The distinction to be made here is that, for the quantum harmonic oscillator system, there are no unbound states, only bound states thus, there is no benefit to insisting the states have negative energy, no reason to 'subtract infinity' in order to zero the potential at infinity.

However, in systems that permit both bound and unbound states, it is reasonable to zero the potential at infinity for the same reason that we do this classically.

For example, in the classical central force problem, there is a state in which particle can 'escape to infinity' where it will have zero kinetic energy (more precisely, the kinetic energy of the particle asymptotically approaches zero). If we set the potential energy to be zero at infinity, then the total energy 'at infinity' is zero. Thus, the particle with zero total energy 'sits on the boundary' between those particles with not enough energy to 'reach' infinity and those that do.

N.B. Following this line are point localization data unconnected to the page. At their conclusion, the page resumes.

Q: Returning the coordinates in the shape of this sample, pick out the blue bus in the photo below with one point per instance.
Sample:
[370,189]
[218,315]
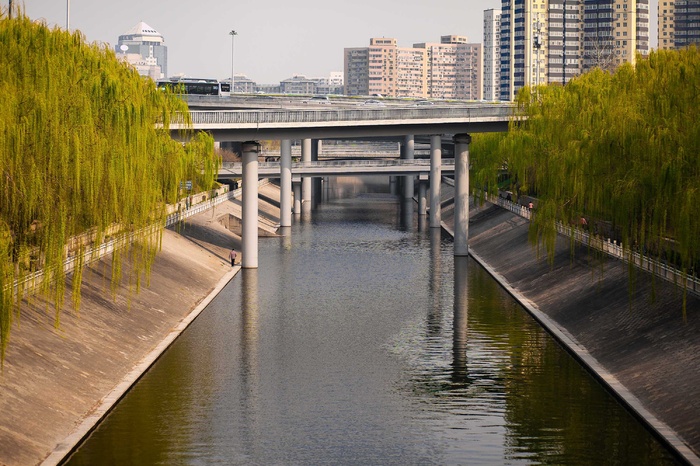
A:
[196,86]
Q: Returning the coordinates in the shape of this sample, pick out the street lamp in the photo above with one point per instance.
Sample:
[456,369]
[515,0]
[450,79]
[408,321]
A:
[538,46]
[233,34]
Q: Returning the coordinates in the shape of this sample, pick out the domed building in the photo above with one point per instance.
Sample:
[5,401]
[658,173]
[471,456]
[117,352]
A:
[144,48]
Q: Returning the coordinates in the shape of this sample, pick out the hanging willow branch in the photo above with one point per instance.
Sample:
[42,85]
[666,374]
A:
[85,152]
[620,149]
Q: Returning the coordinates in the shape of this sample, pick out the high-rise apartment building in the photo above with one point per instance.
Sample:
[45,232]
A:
[551,41]
[679,23]
[144,48]
[615,32]
[449,69]
[529,43]
[492,55]
[453,68]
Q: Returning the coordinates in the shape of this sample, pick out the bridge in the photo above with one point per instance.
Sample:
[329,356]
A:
[249,120]
[394,120]
[420,167]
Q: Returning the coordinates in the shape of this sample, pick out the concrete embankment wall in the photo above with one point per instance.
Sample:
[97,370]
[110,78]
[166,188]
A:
[635,338]
[57,383]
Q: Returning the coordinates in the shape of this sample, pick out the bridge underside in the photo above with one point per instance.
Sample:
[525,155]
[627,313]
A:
[390,131]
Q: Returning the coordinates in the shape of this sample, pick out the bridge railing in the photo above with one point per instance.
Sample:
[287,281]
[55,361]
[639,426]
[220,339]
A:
[343,163]
[495,112]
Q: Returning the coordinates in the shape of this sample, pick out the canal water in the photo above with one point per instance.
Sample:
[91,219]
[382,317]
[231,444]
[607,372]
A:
[361,340]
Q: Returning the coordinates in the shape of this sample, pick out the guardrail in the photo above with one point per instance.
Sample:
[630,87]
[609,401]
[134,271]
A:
[31,281]
[492,112]
[611,248]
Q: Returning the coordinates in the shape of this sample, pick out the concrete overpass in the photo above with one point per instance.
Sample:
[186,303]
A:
[394,167]
[359,122]
[310,123]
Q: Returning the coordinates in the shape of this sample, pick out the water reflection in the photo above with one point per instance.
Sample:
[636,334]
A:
[460,374]
[362,341]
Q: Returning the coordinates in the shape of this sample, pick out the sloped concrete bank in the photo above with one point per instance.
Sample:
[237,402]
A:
[634,339]
[57,384]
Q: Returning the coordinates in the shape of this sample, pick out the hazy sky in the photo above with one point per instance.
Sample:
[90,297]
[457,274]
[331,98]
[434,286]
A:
[276,39]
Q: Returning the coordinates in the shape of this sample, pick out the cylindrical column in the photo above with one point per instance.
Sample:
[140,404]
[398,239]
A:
[305,181]
[285,183]
[316,182]
[462,142]
[408,154]
[422,201]
[249,240]
[435,180]
[297,198]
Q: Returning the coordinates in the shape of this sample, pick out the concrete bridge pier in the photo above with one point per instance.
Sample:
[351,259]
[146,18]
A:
[435,180]
[249,234]
[306,186]
[285,183]
[297,196]
[408,153]
[461,217]
[316,183]
[422,195]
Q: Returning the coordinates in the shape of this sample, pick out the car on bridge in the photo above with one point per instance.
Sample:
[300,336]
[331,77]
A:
[373,103]
[319,99]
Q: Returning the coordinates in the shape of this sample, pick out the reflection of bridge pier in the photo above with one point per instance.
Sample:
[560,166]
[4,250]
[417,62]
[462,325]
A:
[312,126]
[302,179]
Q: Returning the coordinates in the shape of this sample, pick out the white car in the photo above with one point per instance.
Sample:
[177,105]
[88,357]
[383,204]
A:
[374,103]
[320,99]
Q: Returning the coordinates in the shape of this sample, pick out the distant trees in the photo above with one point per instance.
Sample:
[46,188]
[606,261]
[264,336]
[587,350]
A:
[85,149]
[621,149]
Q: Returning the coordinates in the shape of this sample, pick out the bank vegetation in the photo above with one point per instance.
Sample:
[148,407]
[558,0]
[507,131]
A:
[85,152]
[617,153]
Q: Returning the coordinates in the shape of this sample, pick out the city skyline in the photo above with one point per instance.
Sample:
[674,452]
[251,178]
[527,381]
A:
[275,40]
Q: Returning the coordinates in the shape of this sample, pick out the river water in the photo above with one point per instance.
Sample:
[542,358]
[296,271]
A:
[361,340]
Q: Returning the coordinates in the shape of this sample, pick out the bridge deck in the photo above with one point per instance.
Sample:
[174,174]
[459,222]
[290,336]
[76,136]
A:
[340,167]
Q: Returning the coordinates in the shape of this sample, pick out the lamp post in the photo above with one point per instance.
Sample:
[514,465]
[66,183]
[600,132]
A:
[538,46]
[233,34]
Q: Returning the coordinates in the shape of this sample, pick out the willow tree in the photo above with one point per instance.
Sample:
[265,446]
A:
[86,152]
[620,149]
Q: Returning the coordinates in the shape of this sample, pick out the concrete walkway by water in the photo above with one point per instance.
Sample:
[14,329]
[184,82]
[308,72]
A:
[634,339]
[57,383]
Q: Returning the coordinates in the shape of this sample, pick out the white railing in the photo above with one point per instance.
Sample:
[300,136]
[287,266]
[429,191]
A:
[496,112]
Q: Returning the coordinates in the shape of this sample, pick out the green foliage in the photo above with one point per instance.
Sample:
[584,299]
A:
[85,149]
[620,149]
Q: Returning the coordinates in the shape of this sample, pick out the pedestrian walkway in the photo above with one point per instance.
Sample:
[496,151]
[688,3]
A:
[56,382]
[644,349]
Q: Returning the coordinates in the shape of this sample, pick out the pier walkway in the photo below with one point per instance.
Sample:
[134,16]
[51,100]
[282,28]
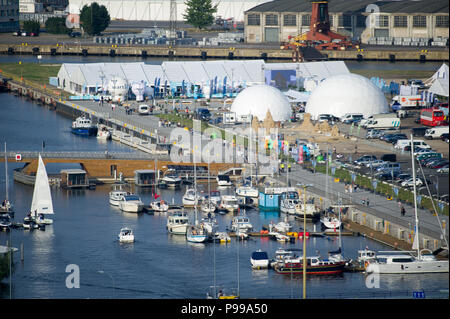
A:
[378,205]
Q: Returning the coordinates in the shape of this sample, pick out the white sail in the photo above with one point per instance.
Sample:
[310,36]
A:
[42,198]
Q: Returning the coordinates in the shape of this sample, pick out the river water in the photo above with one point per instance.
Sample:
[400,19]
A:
[157,265]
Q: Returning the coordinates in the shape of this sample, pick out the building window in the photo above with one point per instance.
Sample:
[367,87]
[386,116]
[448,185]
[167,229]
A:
[361,21]
[419,21]
[400,21]
[306,20]
[382,21]
[253,19]
[271,19]
[344,20]
[289,20]
[441,21]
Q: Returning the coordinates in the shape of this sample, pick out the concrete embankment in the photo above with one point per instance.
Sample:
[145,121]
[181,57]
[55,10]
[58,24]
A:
[413,54]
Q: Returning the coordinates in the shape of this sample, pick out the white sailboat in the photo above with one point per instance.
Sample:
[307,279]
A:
[398,263]
[42,203]
[6,206]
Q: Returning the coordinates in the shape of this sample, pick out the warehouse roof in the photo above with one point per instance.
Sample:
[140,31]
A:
[355,6]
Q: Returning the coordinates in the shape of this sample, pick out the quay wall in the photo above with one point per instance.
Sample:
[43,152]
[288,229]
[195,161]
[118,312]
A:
[413,54]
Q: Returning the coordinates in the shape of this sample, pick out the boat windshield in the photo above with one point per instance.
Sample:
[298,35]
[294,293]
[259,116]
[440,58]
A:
[132,197]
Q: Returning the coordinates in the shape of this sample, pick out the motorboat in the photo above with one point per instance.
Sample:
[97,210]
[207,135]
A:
[330,222]
[178,223]
[222,237]
[405,263]
[103,132]
[210,225]
[197,234]
[314,266]
[171,179]
[229,203]
[282,226]
[83,126]
[115,197]
[223,180]
[159,206]
[259,259]
[126,235]
[190,198]
[241,223]
[247,191]
[131,204]
[5,221]
[215,197]
[208,207]
[41,204]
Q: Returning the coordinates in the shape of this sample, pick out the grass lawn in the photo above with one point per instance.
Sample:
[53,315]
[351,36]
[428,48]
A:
[35,72]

But, for the classical harmonic oscillator potential, no particle can escape to infinity. The kinetic energy of the particle will periodically and instantaneously be zero. In this case, it is reasonable that the state where the total energy is always equal to the potential energy (the state where the kinetic energy is always zero) be the zero total energy state; all other states having positive total energy.

So the conclusion is that nothing really exists according to Quantum Mechanics... which can't be right, surely?

That's not remotely the correct conclusion to draw. One might conclude instead that

(1) The conception of bound state must be modified in the passage from classical mechanics to quantum mechanics and

(2) the physical (normalizable) unbound states are not eigenstates of the Hamiltonian, i.e., the physical unbound states are not states of definite energy but are, instead, a distribution of energy eigenstates, e.g., a wavepacket.

Part 1. Essentially you're right. You can think of it as subtracting infinity from the energy. A better way to view it is that the convention that the zero of energy should correspond to potential at infinity was always an arbitrary choice. Normally it is a very sensible convention, but if the potential diverges at infinity, as is the case for the harmonic oscillator, clearly another choice would be better. In practice we normally use harmonic oscillators as approximations to more complex potentials which do not diverge and this often works pretty well as we require the wavefunction to go to zero at infinity anyway.

Part 2 Bound States are defined to be those states with a lower energy than a free particle in a given potential. A particle cannot go from a bound state to a continuum state without an input of energy. If I have an isolated hydrogen atom the electron cannot spontaneously escape from the proton because this would increase its energy.

Quantum tunnelling occurs when there are two areas of low potential separated by an area of high potential, where the particle would be forbidden to enter classically. This can be a pair of potential wells or two areas of free space separated by a potential barrier (which is what Griffith was referring to) So for example if I have my hydrogen atom and bring another proton close to it the electron can tunnel from one proton to the other, even though it could not became a free particle and so classically could not leave the atom it started out bound to. Generally what happens in these situations with multiple potential wells is that the in the stationary states the particle is in a superposition of being in both wells. This is what happens when a covalent bond forms.